What is Protected Cropping?
Protected cropping is defined as the production of horticultural crops within, under, or sheltered by artificial structures to provide or enable modified growing conditions, and protection from pests and adverse weather. Crops are grown in artificial media rather than directly in the soil, and nutrients are supplied through irrigation systems.
Protected cropping is about control and technology is largely focussed on increasing that control.
The level of technology in protected cropping varies and is broadly divided into three categories.
At the high-tech end of the industry, this amounts to almost total control over the plants growing environment, from the root zone through to the atmosphere.
The level of control, particularly of the atmosphere, decreases for medium- and low-tech protected cropping structures.
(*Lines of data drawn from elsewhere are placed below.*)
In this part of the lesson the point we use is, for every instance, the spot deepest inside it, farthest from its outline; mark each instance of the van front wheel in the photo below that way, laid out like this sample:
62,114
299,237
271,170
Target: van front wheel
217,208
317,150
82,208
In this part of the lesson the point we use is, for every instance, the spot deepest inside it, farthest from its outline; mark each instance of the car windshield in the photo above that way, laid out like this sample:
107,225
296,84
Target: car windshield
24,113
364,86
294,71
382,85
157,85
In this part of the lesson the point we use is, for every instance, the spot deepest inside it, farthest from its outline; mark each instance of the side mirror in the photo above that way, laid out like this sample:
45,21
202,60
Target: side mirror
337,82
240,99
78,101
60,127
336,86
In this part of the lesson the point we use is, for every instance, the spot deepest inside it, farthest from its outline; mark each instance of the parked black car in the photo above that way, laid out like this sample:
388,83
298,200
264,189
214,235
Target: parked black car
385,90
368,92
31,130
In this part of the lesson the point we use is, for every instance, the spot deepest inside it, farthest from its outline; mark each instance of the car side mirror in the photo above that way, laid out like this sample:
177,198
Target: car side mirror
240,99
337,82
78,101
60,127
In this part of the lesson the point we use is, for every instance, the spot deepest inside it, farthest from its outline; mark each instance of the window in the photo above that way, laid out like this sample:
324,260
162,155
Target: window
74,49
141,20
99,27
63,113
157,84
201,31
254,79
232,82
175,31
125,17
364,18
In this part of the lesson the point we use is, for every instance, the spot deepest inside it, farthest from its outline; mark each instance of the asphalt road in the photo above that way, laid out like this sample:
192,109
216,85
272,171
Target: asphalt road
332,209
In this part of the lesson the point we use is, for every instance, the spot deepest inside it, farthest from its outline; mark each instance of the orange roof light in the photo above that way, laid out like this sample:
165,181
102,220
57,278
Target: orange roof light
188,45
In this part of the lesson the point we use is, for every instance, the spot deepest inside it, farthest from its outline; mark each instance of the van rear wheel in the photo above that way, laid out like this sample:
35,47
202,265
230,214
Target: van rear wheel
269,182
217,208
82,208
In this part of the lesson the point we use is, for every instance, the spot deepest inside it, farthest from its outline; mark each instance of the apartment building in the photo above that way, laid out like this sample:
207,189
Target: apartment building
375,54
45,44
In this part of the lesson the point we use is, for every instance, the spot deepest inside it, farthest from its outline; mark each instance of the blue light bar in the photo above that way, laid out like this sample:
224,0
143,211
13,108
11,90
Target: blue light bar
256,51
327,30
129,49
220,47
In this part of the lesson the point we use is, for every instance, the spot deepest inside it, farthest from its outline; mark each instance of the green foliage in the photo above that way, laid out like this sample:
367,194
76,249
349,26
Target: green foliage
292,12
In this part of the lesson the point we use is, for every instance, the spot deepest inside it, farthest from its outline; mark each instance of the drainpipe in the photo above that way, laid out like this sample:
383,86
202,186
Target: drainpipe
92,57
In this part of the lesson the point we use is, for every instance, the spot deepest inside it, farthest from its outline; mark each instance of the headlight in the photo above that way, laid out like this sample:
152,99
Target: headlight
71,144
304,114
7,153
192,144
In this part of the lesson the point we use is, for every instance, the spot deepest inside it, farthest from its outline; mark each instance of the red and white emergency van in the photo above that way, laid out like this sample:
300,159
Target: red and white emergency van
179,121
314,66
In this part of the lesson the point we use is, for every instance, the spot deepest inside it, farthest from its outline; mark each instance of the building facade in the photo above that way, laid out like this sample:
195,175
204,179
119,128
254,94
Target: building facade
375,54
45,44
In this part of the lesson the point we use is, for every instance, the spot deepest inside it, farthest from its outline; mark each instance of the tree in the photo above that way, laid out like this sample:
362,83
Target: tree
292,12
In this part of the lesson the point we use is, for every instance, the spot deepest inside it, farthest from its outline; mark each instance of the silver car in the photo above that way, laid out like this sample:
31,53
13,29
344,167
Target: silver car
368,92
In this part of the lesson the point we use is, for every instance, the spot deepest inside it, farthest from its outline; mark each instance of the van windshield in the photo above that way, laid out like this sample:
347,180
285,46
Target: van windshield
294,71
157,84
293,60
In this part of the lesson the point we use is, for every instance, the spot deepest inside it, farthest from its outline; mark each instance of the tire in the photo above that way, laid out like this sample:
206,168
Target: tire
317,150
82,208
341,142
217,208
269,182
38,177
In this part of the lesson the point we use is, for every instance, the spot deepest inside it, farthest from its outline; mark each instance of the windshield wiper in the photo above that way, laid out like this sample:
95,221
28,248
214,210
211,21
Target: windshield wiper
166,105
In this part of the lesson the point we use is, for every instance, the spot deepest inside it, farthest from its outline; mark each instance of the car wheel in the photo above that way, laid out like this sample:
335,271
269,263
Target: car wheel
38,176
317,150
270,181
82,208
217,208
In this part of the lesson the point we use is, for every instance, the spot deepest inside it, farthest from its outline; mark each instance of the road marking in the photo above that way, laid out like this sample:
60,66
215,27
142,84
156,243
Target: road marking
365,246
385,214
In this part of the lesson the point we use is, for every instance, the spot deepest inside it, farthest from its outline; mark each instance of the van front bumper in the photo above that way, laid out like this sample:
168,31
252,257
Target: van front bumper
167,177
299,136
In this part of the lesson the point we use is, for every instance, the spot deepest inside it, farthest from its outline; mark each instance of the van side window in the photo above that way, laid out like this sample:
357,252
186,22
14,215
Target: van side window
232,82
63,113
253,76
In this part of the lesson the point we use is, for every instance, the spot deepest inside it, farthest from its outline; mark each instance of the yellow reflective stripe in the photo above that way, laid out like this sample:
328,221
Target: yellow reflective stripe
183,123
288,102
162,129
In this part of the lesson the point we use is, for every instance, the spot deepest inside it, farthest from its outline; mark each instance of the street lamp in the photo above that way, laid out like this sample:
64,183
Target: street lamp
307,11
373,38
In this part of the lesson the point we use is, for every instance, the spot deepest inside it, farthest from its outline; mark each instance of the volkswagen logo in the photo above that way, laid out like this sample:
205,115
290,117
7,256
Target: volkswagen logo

Low technology consists of polytunnels, which are open at each end, without any automation or control and are up to two metres tall. Medium technology consists of enclosed polyhouses for which the sides can be opened and closed, allowing some degree of control of the inside temperature and humidity.
Polyhouses are usually constructed of a galvanised steel frame with either a single or double layer of polyethylene and are up to 4.5 metres in height.
High technology protected cropping consists of constructed glasshouses which are up to 8.5m high with significant automation of vents, fans, heaters and shade to optimise growing conditions. They have hydroponic systems that are computer controlled and automated. Sowing, crop management and picking are also partially or fully automated.